Use GPU for this problem. If no cuda device available, please set device = torch.device(‘cpu’)

[2]:
device = torch.device('cuda')
n = 5
d = 1
torch.manual_seed(0)
# All the user-provided data (vector/matrix/tensor) must be in torch tensor format.
# As PyTorch tensor is single precision by default, one must explicitly set `dtype=torch.double`.
# Also, please make sure the device of provided torch tensor is the same as opts.torch_device.
A = torch.randn(n,n).to(device=device, dtype=torch.double)
A = (A + A.T)/2
L, U = torch.linalg.eig(A)
L, U = L.to(dtype=torch.double), U.to(dtype=torch.double)
index = torch.argsort(L,descending=True)
U = U[:,index[0:d]]
/tmp/ipykernel_894447/3523941836.py:11: UserWarning: Casting complex values to real discards the imaginary part (Triggered internally at  /opt/conda/conda-bld/pytorch_1623448255797/work/aten/src/ATen/native/Copy.cpp:240.)
  L, U = L.to(dtype=torch.double), U.to(dtype=torch.double)

Function Set-Up

Encode the optimization variables, and objective and constraint functions.

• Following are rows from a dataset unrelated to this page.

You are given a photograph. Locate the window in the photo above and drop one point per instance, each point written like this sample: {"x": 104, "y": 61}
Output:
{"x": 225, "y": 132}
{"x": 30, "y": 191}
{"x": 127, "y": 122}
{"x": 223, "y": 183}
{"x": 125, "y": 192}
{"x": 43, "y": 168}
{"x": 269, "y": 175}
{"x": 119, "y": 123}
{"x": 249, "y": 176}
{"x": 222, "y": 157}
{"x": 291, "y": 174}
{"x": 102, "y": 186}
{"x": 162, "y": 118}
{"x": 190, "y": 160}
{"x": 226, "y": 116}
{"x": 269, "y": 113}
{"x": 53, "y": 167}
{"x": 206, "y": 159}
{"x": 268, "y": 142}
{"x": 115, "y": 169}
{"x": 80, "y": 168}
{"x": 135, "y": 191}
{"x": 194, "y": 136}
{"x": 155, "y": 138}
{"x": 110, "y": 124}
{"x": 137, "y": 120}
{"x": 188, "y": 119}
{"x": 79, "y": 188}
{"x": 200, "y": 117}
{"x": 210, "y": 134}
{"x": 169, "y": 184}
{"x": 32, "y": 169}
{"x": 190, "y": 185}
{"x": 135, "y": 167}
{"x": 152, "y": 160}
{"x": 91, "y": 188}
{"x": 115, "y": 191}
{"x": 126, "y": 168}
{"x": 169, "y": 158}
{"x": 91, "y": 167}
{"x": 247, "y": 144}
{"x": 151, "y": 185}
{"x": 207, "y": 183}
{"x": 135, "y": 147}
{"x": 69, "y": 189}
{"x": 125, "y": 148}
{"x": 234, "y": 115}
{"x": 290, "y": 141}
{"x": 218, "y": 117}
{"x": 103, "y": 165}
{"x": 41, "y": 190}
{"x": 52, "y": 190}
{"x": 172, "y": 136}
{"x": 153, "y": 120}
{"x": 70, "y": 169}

Note: please strictly follow the format of comb_fn, which will be used in the PyGRANSO main algortihm.

[3]:
# variables and corresponding dimensions.
var_in = {"V": [n,d]}

def user_fn(X_struct,A,d):
    V = X_struct.V

    # objective function
    f = -torch.trace(V.T@A@V)

    # inequality constraint, matrix form
    ci = None

    # equality constraint
    ce = pygransoStruct()
    ce.c1 = V.T@V - torch.eye(d).to(device=device, dtype=torch.double)

    return [f,ci,ce]

comb_fn = lambda X_struct : user_fn(X_struct,A,d)

User Options

Specify user-defined options for PyGRANSO

[4]:
opts = pygransoStruct()
opts.torch_device = device
opts.print_frequency = 1
# opts.opt_tol = 1e-7
opts.maxit = 3000
# opts.mu0 = 10
# opts.steering_c_viol = 0.02

Main Algorithm

[5]:
start = time.time()
soln = pygranso(var_spec = var_in,combined_fn = comb_fn,user_opts = opts)
end = time.time()
print("Total Wall Time: {}s".format(end - start))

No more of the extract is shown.